Açıkçası, eğer gerçekten de Enflasyon Raporu’ndaki %24 hedefine bağlı kalmakta kararlıysa, zaten yaşanan olaylardan bağımsız olarak Merkez Bankası’nın faiz artırması gerekiyordu. (Bu cümlede “eğer”in altını çizmek gerekir tabi.) Esasen yaşanan bu kriz de bir bakıma ona vesile oldu. Artık, bunca zamandan sonra herhalde MB da sadece TL’yi sabit tutarak enflasyonu düşürmenin imkansız olduğunu farketmiştir. Evet, bu şekilde belki daha fazla yükselmesini önlüyorsunuz ama düşmesini değil. Ekonomi resesyona sokulmadan ve hele de iddia edildiği gibi %4 gibi bir pozitif büyüme oranı ile enflasyonu düşürmek imkansız. Kimse de “ama 2001-2003’de bu gerçekleşti” demesin. O günkü iç ve dış siyasi ve ekonomik konjonktür ile bugünkü arasında dağlar kadar fark var.
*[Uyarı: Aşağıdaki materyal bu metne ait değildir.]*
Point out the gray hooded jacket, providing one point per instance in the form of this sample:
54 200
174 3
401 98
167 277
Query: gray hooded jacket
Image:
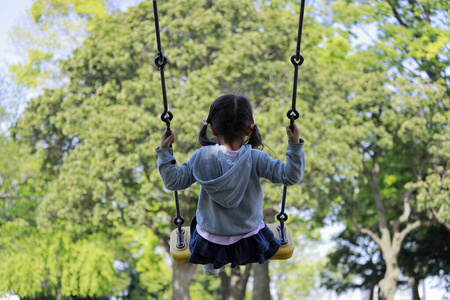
231 195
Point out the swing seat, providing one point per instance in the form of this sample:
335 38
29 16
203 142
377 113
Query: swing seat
181 256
Son aylarda ekonomik aktivite ile ilgili gelen veriler hedeflenenin üzerinde. Hal böyle iken, MB’nin faiz indirimi rotasına girmesi, ve bunu neredeyse her toplantıda 2,5 puan şeklinde yapacağı şeklinde bir intiba yaratması zaten baştan yanlıştı. Piyasalar önlerinde böyle bir faiz rotası gördüklerinde daha da canlanma eğilimine girerler. Nitekim, son haftalarda kredi artış ivmesi hem bireyselde, hem de ticaride gözle görülür bir şekilde artma eğiliminde. Bizim ise şu noktada canlanmaya değil, soğumaya ihtiyacımız var. Üstelik bütçe açığı da doludizgin devam ediyor. İlk 2 aydaki pozitif büyümeye (ve bunun da vergi gelirlerine pozitif olarak yansımış olmasına) rağmen, bütçe 600 milyar TL’nin üzerinde açık vermiş durumda. OVP’ye göre ise 2025 yılında bütçe açığımız 1,9 trilyon TL ve milli gelire oranı da %3,1 olacakmış. Gidişat ise 3,6 trilyon TL ve milli gelirin %5,8’i gibi. Böyle bir bütçe açığıyla bir dezenflasyon programı uygulanmasına açıkçası kargalar bile güler.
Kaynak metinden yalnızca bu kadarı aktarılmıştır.